La nota è un capolavoro di semplicità e precisione, l’opposto di certe fumisterie attuali che ci propongono risvolti sensazionali basati sul niente, Intonti svolge da solo il lavoro che adesso implicherebbe la creazione di ‘Excellence Networks’, l’attivazione di progetti europei dalla intricata burocrazia, attività di lobby, studi di fattibilità e via delirando. Invece il nostro ci descrive il modo di riciclare i fondi di caffè in maniera praticamente completa derivandone combustibile e sapone. Non solo Intonti ci dice come fare descrivendo accuratamente le procedure di estrazione in maniera da poter essere sempre e comunque smentito o corretto (la cifra fondamentale del fare scientifico) ma si prende la briga di abbozzare un conto economico delle rese rispetto allo sforzo necessario concludendo che la cosa è conveniente per le grandi città ma non per gli esercizi sparsi nel territorio dove il costo della raccolta renderebbe anti-economica la procedura.
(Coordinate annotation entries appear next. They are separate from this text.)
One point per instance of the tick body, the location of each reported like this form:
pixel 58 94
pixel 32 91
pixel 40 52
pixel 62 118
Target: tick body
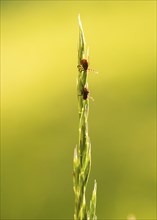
pixel 85 93
pixel 84 64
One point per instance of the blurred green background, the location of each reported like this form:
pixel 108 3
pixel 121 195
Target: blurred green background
pixel 39 107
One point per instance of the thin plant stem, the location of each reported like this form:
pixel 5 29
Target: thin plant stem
pixel 82 152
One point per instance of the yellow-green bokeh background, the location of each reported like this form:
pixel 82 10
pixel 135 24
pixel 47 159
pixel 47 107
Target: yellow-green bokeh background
pixel 39 107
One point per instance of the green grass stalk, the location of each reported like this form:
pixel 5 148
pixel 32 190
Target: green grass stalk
pixel 82 152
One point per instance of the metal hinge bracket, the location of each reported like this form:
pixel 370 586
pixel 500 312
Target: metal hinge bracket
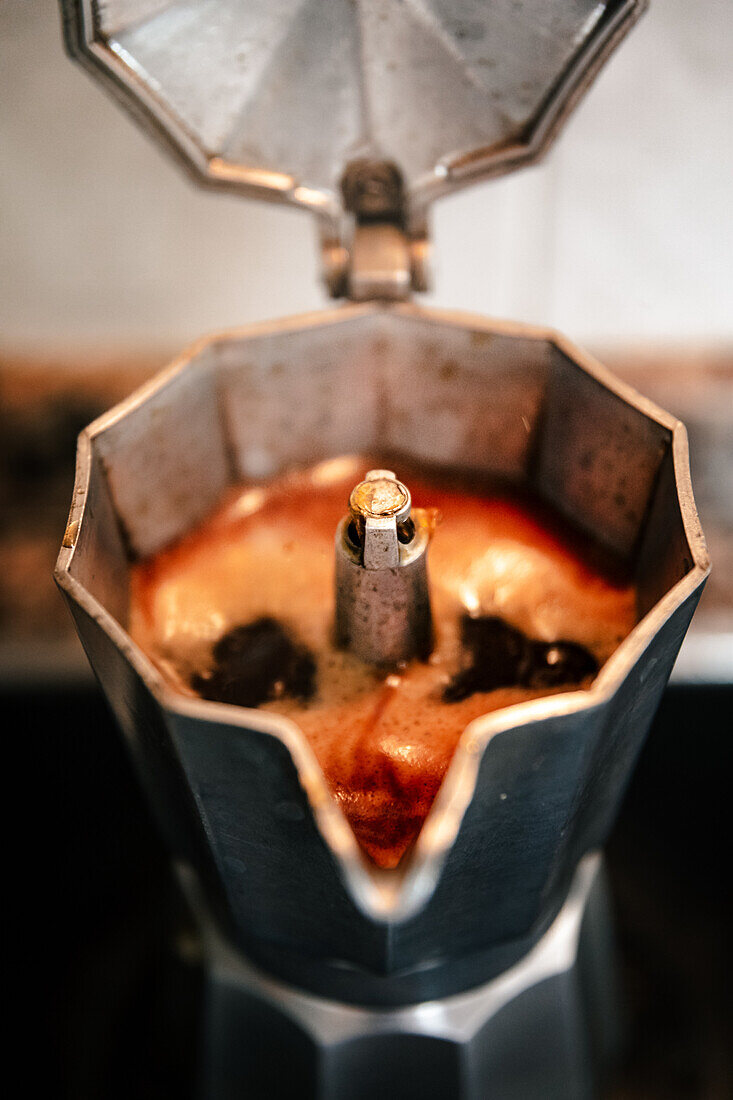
pixel 381 257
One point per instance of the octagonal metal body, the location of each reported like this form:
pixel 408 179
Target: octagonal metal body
pixel 531 788
pixel 273 98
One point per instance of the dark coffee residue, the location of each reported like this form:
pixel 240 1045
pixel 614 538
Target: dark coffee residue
pixel 261 661
pixel 500 656
pixel 255 663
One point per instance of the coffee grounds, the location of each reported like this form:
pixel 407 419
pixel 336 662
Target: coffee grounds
pixel 255 663
pixel 500 656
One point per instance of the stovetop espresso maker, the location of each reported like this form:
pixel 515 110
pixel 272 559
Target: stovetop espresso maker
pixel 482 966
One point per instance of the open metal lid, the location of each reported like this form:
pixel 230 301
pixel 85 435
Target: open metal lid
pixel 276 99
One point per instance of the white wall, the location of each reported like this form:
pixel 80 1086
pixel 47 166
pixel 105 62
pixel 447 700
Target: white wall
pixel 625 233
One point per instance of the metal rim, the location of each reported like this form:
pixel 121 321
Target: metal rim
pixel 395 895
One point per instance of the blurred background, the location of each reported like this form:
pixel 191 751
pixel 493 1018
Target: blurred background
pixel 111 260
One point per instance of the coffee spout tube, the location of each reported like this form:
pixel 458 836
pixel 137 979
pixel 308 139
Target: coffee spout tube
pixel 382 596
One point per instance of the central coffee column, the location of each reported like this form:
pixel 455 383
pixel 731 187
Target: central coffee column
pixel 382 597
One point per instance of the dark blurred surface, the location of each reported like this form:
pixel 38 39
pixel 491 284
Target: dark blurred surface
pixel 117 956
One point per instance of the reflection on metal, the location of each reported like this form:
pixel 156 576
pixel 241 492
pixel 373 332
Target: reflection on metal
pixel 382 600
pixel 274 98
pixel 545 1027
pixel 506 400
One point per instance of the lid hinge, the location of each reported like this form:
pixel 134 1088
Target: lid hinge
pixel 383 260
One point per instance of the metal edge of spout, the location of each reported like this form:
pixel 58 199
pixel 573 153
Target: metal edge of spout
pixel 382 595
pixel 409 888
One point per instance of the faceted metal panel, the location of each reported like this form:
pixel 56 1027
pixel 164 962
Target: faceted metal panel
pixel 531 788
pixel 275 97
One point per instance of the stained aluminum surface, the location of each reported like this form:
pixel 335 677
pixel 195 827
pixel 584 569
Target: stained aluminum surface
pixel 531 788
pixel 273 98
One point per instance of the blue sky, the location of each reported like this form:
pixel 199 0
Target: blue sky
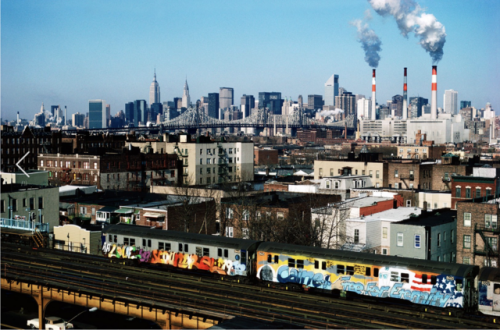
pixel 67 52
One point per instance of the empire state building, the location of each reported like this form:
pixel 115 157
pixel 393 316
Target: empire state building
pixel 154 92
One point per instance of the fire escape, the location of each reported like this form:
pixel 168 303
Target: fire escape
pixel 223 164
pixel 488 250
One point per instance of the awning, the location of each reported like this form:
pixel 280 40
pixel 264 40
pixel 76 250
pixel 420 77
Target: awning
pixel 154 215
pixel 124 211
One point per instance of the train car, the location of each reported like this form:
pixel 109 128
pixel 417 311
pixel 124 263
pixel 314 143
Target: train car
pixel 422 282
pixel 488 287
pixel 218 255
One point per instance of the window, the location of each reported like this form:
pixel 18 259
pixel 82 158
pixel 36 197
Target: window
pixel 400 239
pixel 466 241
pixel 417 241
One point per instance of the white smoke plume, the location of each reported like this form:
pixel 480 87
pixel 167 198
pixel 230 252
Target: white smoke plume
pixel 410 17
pixel 369 40
pixel 326 113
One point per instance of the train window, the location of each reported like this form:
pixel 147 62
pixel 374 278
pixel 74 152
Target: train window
pixel 459 284
pixel 395 276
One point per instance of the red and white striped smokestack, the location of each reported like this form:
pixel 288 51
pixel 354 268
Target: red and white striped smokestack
pixel 405 98
pixel 434 93
pixel 374 90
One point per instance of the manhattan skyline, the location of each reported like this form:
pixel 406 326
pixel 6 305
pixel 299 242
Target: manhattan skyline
pixel 66 53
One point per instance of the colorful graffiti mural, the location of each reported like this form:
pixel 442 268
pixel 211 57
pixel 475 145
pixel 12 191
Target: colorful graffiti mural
pixel 389 283
pixel 176 259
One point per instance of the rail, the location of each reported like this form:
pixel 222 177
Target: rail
pixel 24 225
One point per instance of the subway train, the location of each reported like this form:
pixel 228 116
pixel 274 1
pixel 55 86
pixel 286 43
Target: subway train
pixel 295 267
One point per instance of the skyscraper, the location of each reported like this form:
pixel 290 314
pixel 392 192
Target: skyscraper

La cosa fa un po’ ridere e ci rimanda l’idea di un’ Italia povera e un po’ accattona ? Non dovrebbe, soprattutto se notiamo come, a settanta anni dalla sua formulazione, il tema ritorna nel sito dell ‘Università di Roma ‘La Sapienza’ : http://www.uniroma1.it/eventi/ricerca/caffe.php
I due proponenti della procedura (sovrapponibile a quella di settanta anni fa) non conoscevano l’articolo di Intonti ma sono stati felicissimi di leggerlo, a dimostrazione che la scienza semplice non muore mai e che l’Italia ha di fronte delle meravigliose prospettive in questa via di scienza ad alto contenuto inventivo e bassa intensità di capitale, dove ciò che fa la differenza è l’idea del singolo e non esiste ‘materia umile’ che non possa essere nobilitata (meglio i fondi di caffè che cento finte scoperte di geni che causano la malattia tal dei tali). Qualcosa che da noi non manca, se solo avessimo la voglia di coltivare teste pensanti e libere.